HEBRON UPDATE: 13-19 August 2005

CPTnet
24 August 2005

HEBRON UPDATE: 13-19 August 2005

Saturday, 13 August 2005

As part of a Shabbat patrol, Bill Baldwin, John Lynes and Rick Polhamus
walked along Haret Jaber (Worshippers' Way) out to Wadi Ghroos, looking at
homes the Israeli military had demolished over the past few years.

A shopkeeper in the Old City market told Polhamus about how hard things were
for the shopkeepers: "For two days I have had no customers. My three
children are going back to school. How can I pay for their school fees and
their clothes?"

Sunday, 14 August 2005

Lynes and Polhamus visited the Western Wall (the "Wailing Wall") in
Jerusalem. Security seemed tight because of the Jewish fast day of Tisha b'
Av--which commemorates the destruction of the Jewish temples in
Jerusalem--and because of the planned evacuation of the Israeli settlers
from Gaza. Muslims under forty-five were forbidden to enter the Old City,
but everything seemed peaceful.

Monday, 15 August 2005 Polhamus questioned some soldiers about why they were
patrolling the Old City. One soldier responded that they were "keeping busy
to keep our commander off our back."

At the first gate to the Old City above Beit Romano, Polhamus helped unload
a truckload of two types of boxes from the International Red Cross for poor
families in Hebron. One type of box contained rice, lentils, peas, beans,
sunflower oil, coffee, tea and sugar. The other type of box contained tins
of chicken, beef, and tuna, macaroni, flour, olive oil, tahini, tomato paste
and soap. Later, CPTers saw Palestinian boys delivering similar boxes to
people in Tel Rumeida.

Dianne Roe, Christina Gibb, and Lynes visited CPT's former neighbors who had
moved out of the Old City about two years earlier. They now live on the
hillside between Tel Rumeida and Beit Hadassah settler enclaves. In the Old
City they had to strategize how to avoid military checkpoints. Now they must
watch out for settler violence.

Tuesday, 16 August 2005

Roe and Baldwin went to Tel Rumeida to visit the Abu Haikel family and had
no difficulty passing through checkpoints. Roe was especially interested in
the adult children, who are gifted artists. One son showed some portraits
he has completed recently. He told them that his father and grandfather
were also artists, working in stone.

Wednesday, 17 August 2005

Polhamus watched Israeli police taking fingerprints of Palestinians at the
Beit Romano checkpoint area. They told him they were doing so for a police
database of all male residents of the Old City.

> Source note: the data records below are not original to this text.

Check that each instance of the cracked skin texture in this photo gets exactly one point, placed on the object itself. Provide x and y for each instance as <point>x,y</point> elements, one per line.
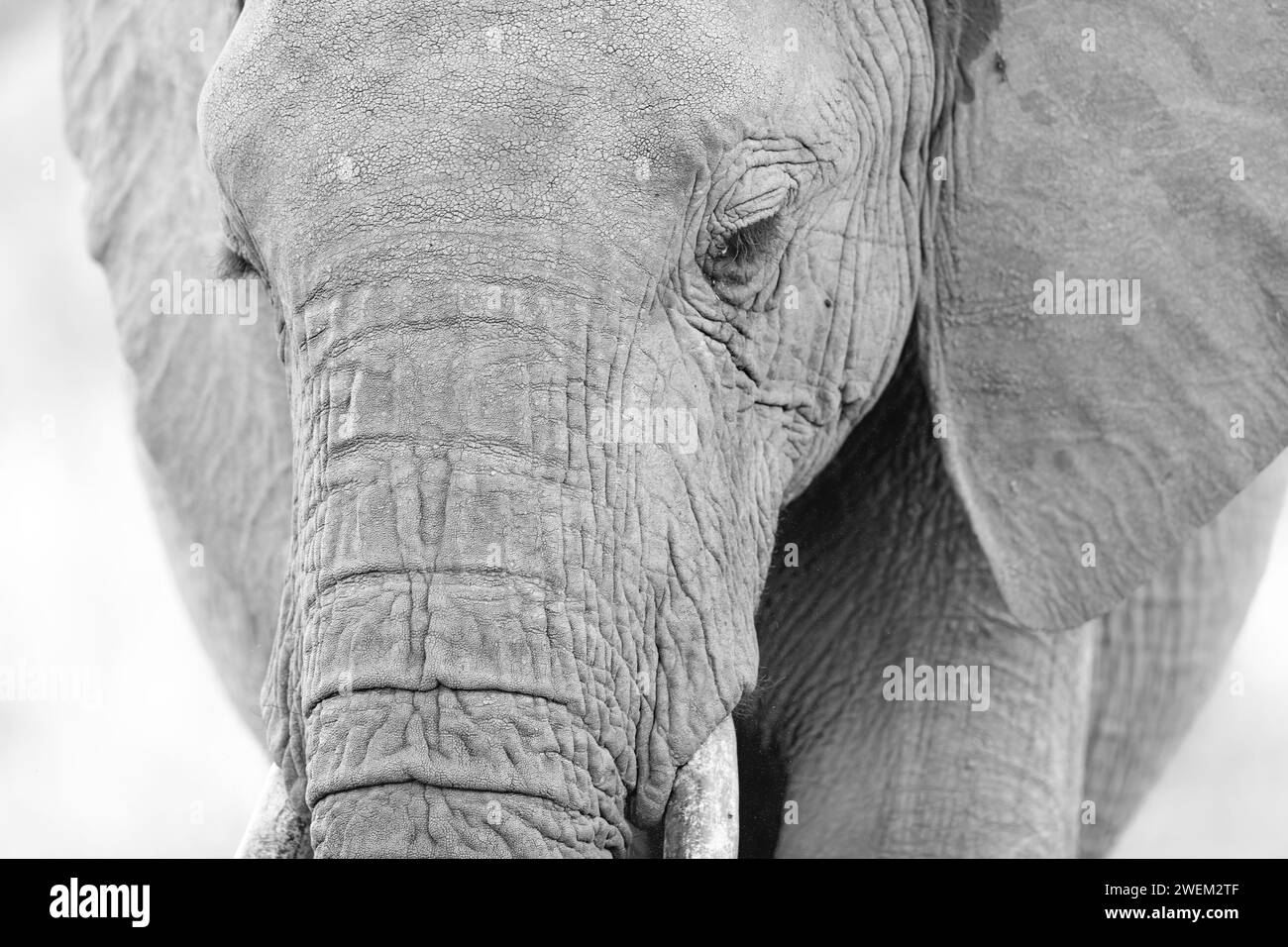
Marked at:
<point>487,226</point>
<point>490,609</point>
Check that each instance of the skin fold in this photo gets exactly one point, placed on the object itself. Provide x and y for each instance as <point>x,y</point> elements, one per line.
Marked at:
<point>802,241</point>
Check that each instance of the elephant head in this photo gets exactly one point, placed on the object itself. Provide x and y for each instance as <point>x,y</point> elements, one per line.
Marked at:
<point>571,302</point>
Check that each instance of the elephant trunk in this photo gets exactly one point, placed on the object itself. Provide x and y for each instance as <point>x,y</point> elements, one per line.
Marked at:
<point>447,681</point>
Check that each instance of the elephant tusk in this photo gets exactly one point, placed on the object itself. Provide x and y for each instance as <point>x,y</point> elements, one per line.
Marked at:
<point>275,828</point>
<point>702,814</point>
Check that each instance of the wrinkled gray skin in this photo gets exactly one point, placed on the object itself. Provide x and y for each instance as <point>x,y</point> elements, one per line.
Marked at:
<point>483,227</point>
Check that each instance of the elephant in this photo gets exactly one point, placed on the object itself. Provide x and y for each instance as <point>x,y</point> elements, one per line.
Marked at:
<point>694,429</point>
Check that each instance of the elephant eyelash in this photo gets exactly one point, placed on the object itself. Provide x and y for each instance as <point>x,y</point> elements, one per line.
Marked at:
<point>233,265</point>
<point>739,245</point>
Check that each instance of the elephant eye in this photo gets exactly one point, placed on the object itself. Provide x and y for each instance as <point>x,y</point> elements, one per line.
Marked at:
<point>747,232</point>
<point>233,265</point>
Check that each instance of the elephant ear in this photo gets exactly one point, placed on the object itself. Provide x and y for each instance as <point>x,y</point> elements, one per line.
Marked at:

JoAnne Lingle, Lynes, Gibb, and two friends from the U.S. visited a
Palestinian family next to Avraham Avinu Israeli settlement. The IDF had
closed the road in front of their building. Now the family has to walk a
long way and through a revolving gate in order to go to the market next
door. On the previous Thursday, Israeli police and soldiers came looking
for the sixteen-year old daughter. They accused her of yelling at a
soldier. The mother, alone at home with her two daughters, was afraid and
called her husband. When the husband arrived, he talked to the Israeli
police, who left without arresting the daughter.

Thursday, 18 August 2005

In the morning police continued to fingerprint Palestinians at the Beit
Romano checkpoint.

Settler children began to throw stones at Baldwin, Gibb and Lynes in Tel
Rumeida until an Israeli soldier forced them to stop.

Friday, 19 August 2005

Baldwin and Lynes patrolled in Tel Rumeida. They just missed a
confrontation between soldiers and settler children. The latter had been
throwing stones at visiting Israelis.

*******

During this period the Hebron Team included Bill Baldwin, Christina
Gibb, Jerry Levin, JoAnne Lingle, John Lynes, Rick Polhamus and Dianne Roe.